Nearly eight years later, and she wanted to bring it up now.
“I chalked all of it up to the fact that maybe I didn’t want to know what happened, or that you thought it was in my best interest, but you just left me.” She crossed her arms over her chest, like she was protecting herself. We’d gone so long since that Fourth of July, and not once did either one of us push to talk about it. It was the unspoken thing that we both knew would stay between us. She didn’t need to know how much more had happened that night, only that it was cleaned up. There were no repercussions for her or an aftermath of any kind. I protected her in the best and only ways I knew how—negotiated, made a deal, and handled it.
Reaching up, I touched her eyebrow, brushing my thumb over the long white line that cut through it—it was the exact spot she had bled from when I found her.
“I left you there so I could fix it,” I said as her fingers moved to graze my chest. It felt like she was pushing me away as much as she maybe wanted me closer. I couldn’t tell.
“Don’t,” she whispered, and I cleared my throat and stepped back. She raised her chin and looked me in the eye, just as Laney and Grant came whizzing by from an aisle of empty tents. They looked like they’d just fooled around and, truthfully, I hoped they were good and distracted, because I didn’t want either of them overhearing this conversation.
“You left me there, and then everything changed. At least for me. And now I’m watching people find second chances and stolen moments with someone they care about, and the only thing I can think is that you make me feel safe. But I have no idea what you did or why you would even want to...”
I did what I did best. I stayed quiet. Even if the truth of how I felt for her lingered at the tip of my tongue.
“You’re just going to ignore me, then?”
She walked away when I didn’t give her more.
What she never realized is, I couldn’t ignore that woman, no matter how hard I tried.

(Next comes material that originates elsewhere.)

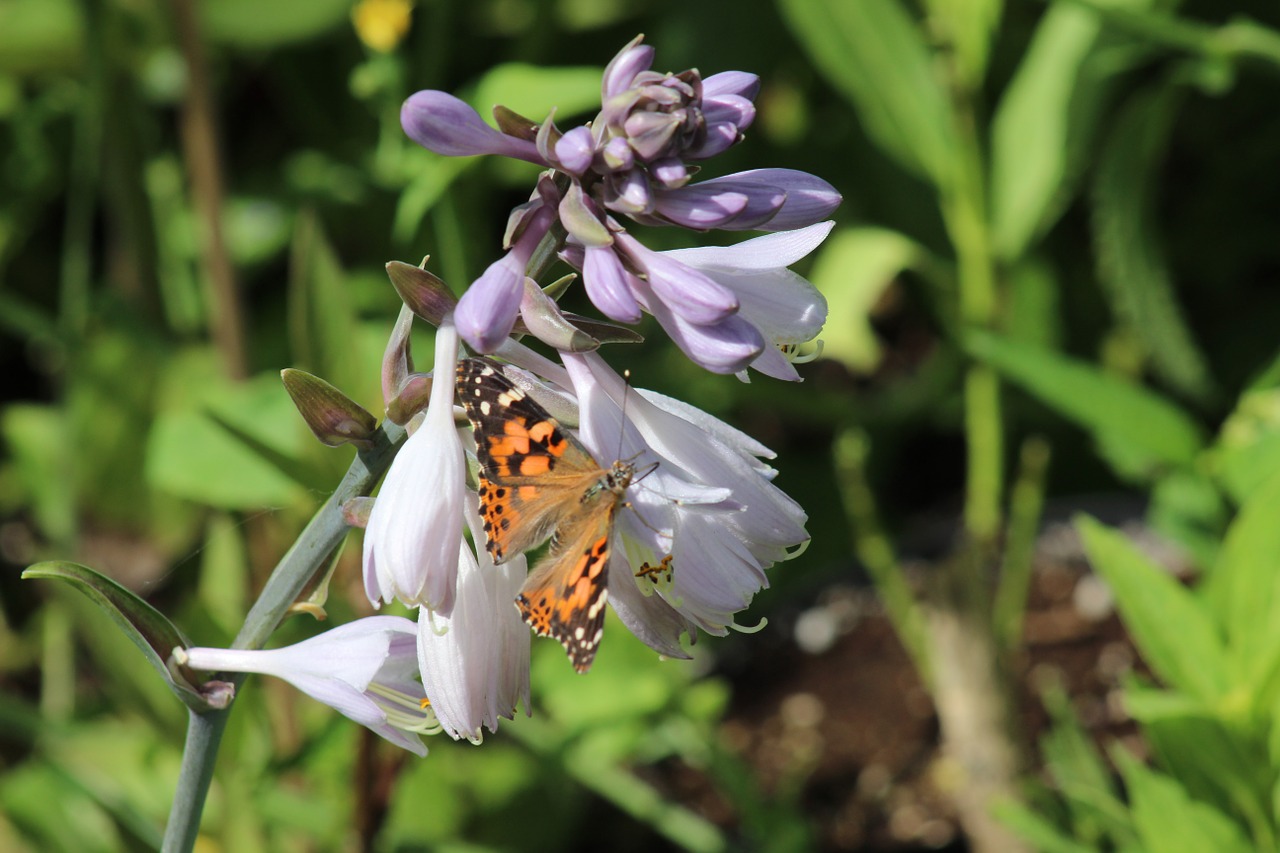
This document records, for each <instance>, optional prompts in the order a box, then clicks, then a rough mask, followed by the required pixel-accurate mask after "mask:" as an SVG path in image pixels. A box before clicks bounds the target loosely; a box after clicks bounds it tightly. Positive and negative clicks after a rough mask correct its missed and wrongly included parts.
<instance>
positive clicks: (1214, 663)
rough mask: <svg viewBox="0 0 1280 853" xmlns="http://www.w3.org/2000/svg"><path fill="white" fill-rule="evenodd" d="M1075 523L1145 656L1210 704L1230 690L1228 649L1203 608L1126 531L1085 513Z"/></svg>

The first time I noticed her scar was that Fourth of July, the same one when Grant was falling hard for Laney. I had worked so hard to stay away from her, and in that moment, that night, I hated myself for not knowing about that fucking scar.
I put the knife down, wipe my hands on the dishcloth next to me, and turn just slightly. My arm grazes her leg as I move to stand in front of her. And without even asking, her legs widen just enough to make space for me to stand between them. It isn’t entirely necessary, but I do it anyway, reaching around to the other side of her to grab the bottle of bourbon she took down.

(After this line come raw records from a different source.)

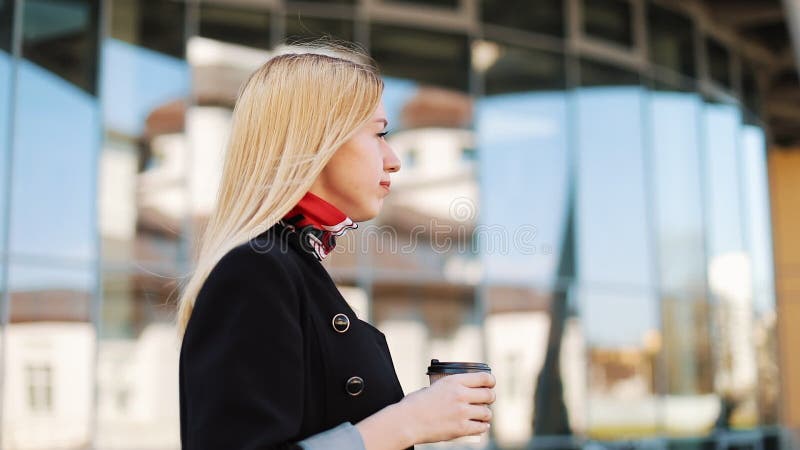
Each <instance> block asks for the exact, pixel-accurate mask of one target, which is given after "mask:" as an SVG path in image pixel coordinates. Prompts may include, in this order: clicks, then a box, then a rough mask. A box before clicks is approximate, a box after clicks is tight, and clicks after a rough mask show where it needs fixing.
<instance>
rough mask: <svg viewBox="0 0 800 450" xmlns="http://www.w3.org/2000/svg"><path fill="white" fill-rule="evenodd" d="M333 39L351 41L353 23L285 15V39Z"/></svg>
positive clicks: (289, 41) (333, 19) (352, 35)
mask: <svg viewBox="0 0 800 450" xmlns="http://www.w3.org/2000/svg"><path fill="white" fill-rule="evenodd" d="M309 38H312V39H313V38H333V39H340V40H345V41H353V21H352V20H340V19H325V18H320V17H308V16H304V15H301V14H299V13H287V14H286V39H287V40H288V41H289V42H291V41H293V40H297V39H309Z"/></svg>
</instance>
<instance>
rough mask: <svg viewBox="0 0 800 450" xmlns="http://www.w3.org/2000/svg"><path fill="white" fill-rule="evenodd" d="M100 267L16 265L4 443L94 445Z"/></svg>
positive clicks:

She watches the move, her mouth full, chewing a massive strawberry. Swallowing roughly, I think better of it and take a small step back. Space always does me favors in moments that I can’t properly manage. And staring at her mouth, this close, for any longer, isn’t manageable.
“This was the only bottle that Griz spent time making and perfecting with the design team.” I glance at her as she watches me. “He doesn’t usually do that. He always said—” I change my tone to make it sound more like him. “It doesn’t matter what it’s in, as long as what’s in it is good.” Smiling, I turn the bottle over in my hand. “He spent weeks with our design team on the bottle shape and the extra materials. It was just after Shelby died.” He did a whole lot of things differently after Faye’s mother was no longer around.